Image via WikipediaFormerly known as the Organization of African Unity (OAU) and founded in 1963 in Addis Ababa during the reign of Emperor Haile Selassie of Ethiopia, OAU changed name in 2002 to become the African Union (AU). Still headquartered in Addis Ababa, Ethiopia, the African Union is an organization founded on the principles of advancing the nations that constitute the African continent. The only country in the African continent that is not a member of the AU is the Kingdom of Morocco (Hanson, 2009). Deliberations on important administrative and political issues that touch on member states is usually the prerogative of the Assembly of the AU whose consultative members are drawn from heads of states that hold semi-annual meetings. In the case of the AU, member states are the major stakeholders as they strive to come to terms with the issues that can make the organization self-reliant politically, socially, and economically. The AU has a 265-member Pan-Africa Parliament whose current head is Idriss Ndele Moussa of Chad who was elected in May 29, 2009. This system of power sharing among member-states is pluralistic in context as opposed to elitism where power is concentrated in the hands of an influential few.
According to Brugha and Varvasovszky (2000), actors or stakeholders have been garnering increasing role in influencing organizational decision-making and policy formulations in the last few years. The general objectives of AU member-states is to promote the political and socio-economic cooperation of the continent, protect issues of interest to member states, safeguard peace and security among member-states, and enhance democratic governance and human rights (Hanson, 2009).
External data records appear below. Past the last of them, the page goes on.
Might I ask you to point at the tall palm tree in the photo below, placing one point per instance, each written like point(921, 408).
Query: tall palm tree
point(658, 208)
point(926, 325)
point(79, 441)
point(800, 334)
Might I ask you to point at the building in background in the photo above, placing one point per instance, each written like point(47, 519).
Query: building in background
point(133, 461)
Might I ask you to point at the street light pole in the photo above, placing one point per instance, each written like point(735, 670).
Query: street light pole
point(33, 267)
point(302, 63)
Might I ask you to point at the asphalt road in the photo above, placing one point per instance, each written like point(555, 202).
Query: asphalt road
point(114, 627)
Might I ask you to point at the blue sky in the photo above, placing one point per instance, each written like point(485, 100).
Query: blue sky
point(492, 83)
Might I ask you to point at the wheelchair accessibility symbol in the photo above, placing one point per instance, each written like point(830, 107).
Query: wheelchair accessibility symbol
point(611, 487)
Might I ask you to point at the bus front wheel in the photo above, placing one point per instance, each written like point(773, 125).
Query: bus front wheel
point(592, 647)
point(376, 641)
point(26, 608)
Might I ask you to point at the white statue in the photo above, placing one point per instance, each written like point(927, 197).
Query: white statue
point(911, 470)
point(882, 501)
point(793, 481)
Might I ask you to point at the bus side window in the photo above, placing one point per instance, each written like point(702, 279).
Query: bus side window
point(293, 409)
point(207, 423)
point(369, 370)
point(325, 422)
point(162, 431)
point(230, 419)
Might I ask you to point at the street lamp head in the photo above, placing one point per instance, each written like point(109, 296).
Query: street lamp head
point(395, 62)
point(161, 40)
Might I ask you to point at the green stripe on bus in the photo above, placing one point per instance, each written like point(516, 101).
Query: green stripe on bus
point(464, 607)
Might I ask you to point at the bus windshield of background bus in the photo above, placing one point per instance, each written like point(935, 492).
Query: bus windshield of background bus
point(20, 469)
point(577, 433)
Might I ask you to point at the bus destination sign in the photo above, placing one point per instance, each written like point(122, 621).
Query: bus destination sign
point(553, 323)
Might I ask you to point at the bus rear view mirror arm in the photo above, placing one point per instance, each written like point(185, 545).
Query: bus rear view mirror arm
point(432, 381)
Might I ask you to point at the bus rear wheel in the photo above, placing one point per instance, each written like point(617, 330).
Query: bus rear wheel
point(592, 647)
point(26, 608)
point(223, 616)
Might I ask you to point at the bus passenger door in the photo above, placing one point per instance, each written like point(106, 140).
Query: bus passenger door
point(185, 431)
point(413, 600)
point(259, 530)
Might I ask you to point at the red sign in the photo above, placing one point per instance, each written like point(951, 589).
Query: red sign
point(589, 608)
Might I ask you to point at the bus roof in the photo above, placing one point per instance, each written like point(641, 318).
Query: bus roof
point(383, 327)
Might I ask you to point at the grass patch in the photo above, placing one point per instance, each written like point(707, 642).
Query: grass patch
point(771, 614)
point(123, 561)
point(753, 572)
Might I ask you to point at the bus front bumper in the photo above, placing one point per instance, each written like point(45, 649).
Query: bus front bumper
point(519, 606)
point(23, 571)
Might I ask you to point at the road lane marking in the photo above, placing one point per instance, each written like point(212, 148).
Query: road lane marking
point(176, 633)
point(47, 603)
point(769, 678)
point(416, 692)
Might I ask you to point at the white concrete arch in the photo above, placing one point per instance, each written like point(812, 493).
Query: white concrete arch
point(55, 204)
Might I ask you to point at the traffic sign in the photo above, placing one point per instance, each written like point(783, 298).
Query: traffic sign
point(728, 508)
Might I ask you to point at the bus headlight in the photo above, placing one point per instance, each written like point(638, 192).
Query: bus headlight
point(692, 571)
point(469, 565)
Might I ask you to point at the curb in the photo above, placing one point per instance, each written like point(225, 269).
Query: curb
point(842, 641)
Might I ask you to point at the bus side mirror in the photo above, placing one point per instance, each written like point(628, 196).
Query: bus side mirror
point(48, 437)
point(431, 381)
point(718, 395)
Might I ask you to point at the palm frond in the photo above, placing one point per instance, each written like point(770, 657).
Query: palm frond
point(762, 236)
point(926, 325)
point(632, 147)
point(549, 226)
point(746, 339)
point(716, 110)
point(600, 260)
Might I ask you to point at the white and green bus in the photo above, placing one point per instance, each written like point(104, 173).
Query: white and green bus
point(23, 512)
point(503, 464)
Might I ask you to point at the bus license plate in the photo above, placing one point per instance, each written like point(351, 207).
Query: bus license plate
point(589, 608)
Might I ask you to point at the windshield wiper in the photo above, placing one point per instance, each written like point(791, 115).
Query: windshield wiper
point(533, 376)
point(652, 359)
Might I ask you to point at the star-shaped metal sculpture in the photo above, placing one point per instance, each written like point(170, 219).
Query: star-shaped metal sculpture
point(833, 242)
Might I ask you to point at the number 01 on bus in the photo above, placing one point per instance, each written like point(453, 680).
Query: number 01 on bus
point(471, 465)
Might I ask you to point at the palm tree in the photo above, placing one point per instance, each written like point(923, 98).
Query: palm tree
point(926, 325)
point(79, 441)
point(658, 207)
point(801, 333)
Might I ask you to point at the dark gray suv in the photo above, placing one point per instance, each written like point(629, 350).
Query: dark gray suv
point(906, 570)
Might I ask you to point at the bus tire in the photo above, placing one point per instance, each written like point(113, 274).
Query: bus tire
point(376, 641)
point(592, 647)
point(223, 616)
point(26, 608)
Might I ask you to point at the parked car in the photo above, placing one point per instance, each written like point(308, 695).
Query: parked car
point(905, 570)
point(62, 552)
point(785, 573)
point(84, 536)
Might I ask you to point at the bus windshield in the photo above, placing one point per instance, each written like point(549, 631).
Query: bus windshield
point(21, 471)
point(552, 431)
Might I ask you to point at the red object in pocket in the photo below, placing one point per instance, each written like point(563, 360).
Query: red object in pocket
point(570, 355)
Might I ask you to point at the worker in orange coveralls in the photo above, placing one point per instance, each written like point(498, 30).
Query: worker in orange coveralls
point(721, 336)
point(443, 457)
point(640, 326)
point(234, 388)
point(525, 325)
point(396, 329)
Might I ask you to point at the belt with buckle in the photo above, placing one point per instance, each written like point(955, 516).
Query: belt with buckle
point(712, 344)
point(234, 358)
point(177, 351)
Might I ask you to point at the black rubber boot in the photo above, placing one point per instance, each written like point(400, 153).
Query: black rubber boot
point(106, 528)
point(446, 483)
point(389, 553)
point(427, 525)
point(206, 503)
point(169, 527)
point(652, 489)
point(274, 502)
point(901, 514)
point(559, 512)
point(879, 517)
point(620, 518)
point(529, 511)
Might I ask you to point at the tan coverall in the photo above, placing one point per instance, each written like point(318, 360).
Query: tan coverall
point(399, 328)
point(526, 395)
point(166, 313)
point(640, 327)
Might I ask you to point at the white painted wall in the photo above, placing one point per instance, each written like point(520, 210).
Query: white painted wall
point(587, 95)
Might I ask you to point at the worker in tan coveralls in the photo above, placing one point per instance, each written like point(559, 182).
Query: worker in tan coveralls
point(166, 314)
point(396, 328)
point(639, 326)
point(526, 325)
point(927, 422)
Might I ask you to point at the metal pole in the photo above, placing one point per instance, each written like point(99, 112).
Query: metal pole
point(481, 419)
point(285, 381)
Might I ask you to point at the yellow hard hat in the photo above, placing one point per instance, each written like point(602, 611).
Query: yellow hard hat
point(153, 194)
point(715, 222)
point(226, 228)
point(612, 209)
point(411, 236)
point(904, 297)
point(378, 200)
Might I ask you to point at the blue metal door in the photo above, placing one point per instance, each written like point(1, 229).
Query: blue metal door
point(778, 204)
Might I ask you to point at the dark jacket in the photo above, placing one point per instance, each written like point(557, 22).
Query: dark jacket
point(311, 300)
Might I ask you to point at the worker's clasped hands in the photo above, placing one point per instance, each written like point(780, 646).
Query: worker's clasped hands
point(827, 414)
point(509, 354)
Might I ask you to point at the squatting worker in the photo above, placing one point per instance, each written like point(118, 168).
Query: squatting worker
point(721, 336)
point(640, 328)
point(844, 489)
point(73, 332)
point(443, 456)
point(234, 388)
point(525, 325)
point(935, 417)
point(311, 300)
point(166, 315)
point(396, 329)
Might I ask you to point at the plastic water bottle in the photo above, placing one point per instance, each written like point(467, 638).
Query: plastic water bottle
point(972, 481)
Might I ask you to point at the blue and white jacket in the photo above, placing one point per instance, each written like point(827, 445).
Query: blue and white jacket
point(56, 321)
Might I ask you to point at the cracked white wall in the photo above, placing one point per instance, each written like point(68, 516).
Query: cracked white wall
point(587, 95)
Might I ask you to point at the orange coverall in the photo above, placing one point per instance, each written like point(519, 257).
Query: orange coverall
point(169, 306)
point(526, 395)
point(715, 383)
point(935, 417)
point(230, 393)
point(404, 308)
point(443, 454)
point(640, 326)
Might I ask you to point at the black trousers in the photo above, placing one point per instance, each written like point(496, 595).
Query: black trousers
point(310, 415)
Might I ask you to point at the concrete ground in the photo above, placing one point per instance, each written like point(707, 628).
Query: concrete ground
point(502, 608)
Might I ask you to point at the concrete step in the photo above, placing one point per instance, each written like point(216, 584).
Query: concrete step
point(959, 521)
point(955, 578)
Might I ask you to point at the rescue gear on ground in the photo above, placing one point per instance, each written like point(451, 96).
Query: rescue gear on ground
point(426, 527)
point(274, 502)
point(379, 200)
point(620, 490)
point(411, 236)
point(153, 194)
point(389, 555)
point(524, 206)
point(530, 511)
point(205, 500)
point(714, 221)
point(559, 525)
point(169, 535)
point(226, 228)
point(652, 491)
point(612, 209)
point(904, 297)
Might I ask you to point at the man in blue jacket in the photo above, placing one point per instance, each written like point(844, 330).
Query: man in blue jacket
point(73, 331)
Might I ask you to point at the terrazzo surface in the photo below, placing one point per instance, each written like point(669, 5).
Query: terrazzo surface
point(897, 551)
The current chairman of the AU is Teodoro Obiang Nguema Mbasogo of Equatorial Guinea who took over in January 2011 and has led his country since 1979 after ousting his uncle Francisco Macías Nguema in a bloody coup. The use of effective communication is the driving factor that brings together member-states with varying political and social ideals. According to Dewhurst and Fitzpatrick (2005), getting buy-in from senior level management and having the confidence and endorsement of the right people among internal circles can help alleviate future inconsistencies among stakeholders.
Organizations have a better chance of succeeding in their business pursuits when they give credence to stakeholder participation in a win-win style. Gousseau (2008) is of the opinion that stakeholders are those people in institutions and organizations that are visible in school boards, municipalities, and district hospitals. Stakeholders are an integral part of organizational businesses and therefore deserve to be treated with care to ensure strategic planning processes go according to plan. Stakeholders play a great role in the running and rejuvenation of business transactions. However, stakeholder identification and prioritization should be the prerogative of top level management in businesses (Parent and Deephouse, 2007).
Two important strategies that could be used to enhance better buy-in within the AU are a structured approach and mapping out advocacy. Since the AU is an organization that exists to be of service to a massive continent with over 50 member-states, laying the foundations for advocacy groups that will relay vital communiqués and other organizational decrees will help streamline the mapping of intended actions and procedures. Mapping out advocacy entails ensuring identified stakeholders that are at ease and in good terms with proposed strategy or activity. Having a structured approach will help affect a strategy that is conducive to the environment and major stakeholders.
Hanson, S. (2009). Backgrounder: The African Union. Retrieved from http://www.cfr.org/africa/african-union/p11616
Gousseau, K. (2008, July 22). Seniors key concern in strategic planning: Stakeholder meeting in city Thursday. Alaska Highway News, A.1.
Parent, M. M., & Deephouse, D. L. (2007). A case study of stakeholder identification and prioritization by managers. Journal of Business Ethics, 75(1), 1–23.
Dewhurst, S., & Fitzpatrick, L. (2005). Turning stakeholders into advocates. Strategic Communication Management, 9(6), 6–7.
Brugha, R., & Varvasovszky, Z. (2000). Stakeholder analysis: A review. Health Policy and Planning, 15(3): 239–246.